Hier dans l’après-midi, les avocats de l’Etat ont apporté la réplique à Me Jackson Francis Kamga, bâtonnier de l’Ordre des avocats du Cameroun, par ailleurs conseil de Khalifa Sall.

Après les propos de Me Jackson Francis Kamga, des missiles groupés ont été largués, hier, en direction du conseil de Khalifa Sall qui a rejoint son pays. Dans l’après-midi, Me Samba Bitèye a été le premier à prendre la parole pour répondre au bâtonnier de l’Ordre des avocats du Cameroun qui a utilisé des mots tels que «idiot, castré, dignité». «Il est choquant de prendre une foule qui se tait pour une foule silencieuse. Les Séné­galais ne sont pas castrés. C’est quelqu’un qui vient d’un pays où les avocats ne crient pas fort. Il y a des avocats en prison au Came­roun», a rétorqué Me Bitèye. Me Baboucar Cissé de lui emboîter le pas : «Je me devais de m’offusquer des propos qui ont été tenus par mon confrère, bâtonnier de surcroît. Le Sénégal n’a de leçons à recevoir de qui que ce soit, même pas des Socialistes de Paris.» Une allusion à la sortie de la maire de Paris, Anne Hidalgo, qui dénonçait l’emprisonnement de Khalifa Sall à la veille de l’ouverture du procès.
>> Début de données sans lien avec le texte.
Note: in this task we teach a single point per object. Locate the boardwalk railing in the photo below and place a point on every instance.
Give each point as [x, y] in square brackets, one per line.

Me Cissé à la défense : «On prie comme des lézards alors qu’on ne croit en rien»
Ce chapitre clos, Me Cissé a passé un temps de sa plaidoirie à railler les avocats du député-maire de la ville de Dakar. «De l’autre côté, on vous évoquait des versets du Coran, citait des passages de la Bible. Dans ce procès, il ne reste qu’à nous amener la croix», dit-il. Au juge Malick Lamotte et ses assesseurs, il dira : «Vous n’êtes pas le tribunal des lamentations. On pourrait aller se lamenter devant le mur des lamentations, mais ici, on est devant un Tribu­nal. On n’est pas devant un tribunal politique.» S’attaquant toujours à la défense, il ironise : «On prie comme des lézards alors qu’on ne croit en rien.» Et après les remontrances du juge à la suite de ces propos, l’auteur de la déclaration exprimera avec regret : «Je retire ce que je viens de dire et je présente mes excuses.» Pour clôturer son intervention, Me Cissé est revenu sur les délits d’association de malfaiteurs, de détournement et escroquerie portant sur des deniers publics, blanchiment de capitaux. «Les infractions sont établies. Quand on commet des erreurs, on les assume. On ne fuit pas ses responsabilités. Les faits sont têtus, constants et avérés. Leur culpabilité ne souffre d’aucun doute», réitère-t-il. Par ailleurs, Me Cissé a demandé le rejet de la demande de constitution de partie civile de la ville de Dakar qui est «irrecevable». Répondant aux avocats de la défense qui ju­gent «excessifs» les dommages réclamés par l’Etat, Me Yérim Thiam, un autre avocat de l’Etat, souligne : «Nous n’avons pas demandé 50 milliards comme ils l’ont fait, mais 5 milliards.» Il parlait des dommages et intérêts demandés par les conseils de Khalifa Sall à l’Etat auprès de la Cour de justice de la Cedeao.

Me Gaye au procureur : «Vous êtes assis sur beaucoup de dossiers»
Dans la phase réplique, Me Ous­seynou Gaye, avocat de la ville de Dakar, dit : «On est là pour nous battre en droit. Ici, on est dans une guerre et on n’utilise que ces mots.» Pointant un doigt accusateur vers le procureur, l’avocat ajoute : «Si les Sénégalais vo­yaient les autres dossiers venir ici, personne ne parlerait de procès politique. Le Parquet est le bras armé du pouvoir pour éliminer des adversaires. Vous êtes assis sur beaucoup de dossiers», jure-t-il en s’adressant au procureur de la République.
Pour prouver le contraire, Serigne Bassirou Guèye s’est levé de son siège comme pour dire que le Parquet ne garde aucun dossier. Rigolade dans la salle. De l’avis de Me Gaye, «l’Etat fait du tourisme judiciaire» dans cette affaire. Autrement dit, il n’a pas sa place dans le dossier de la caisse d’avance.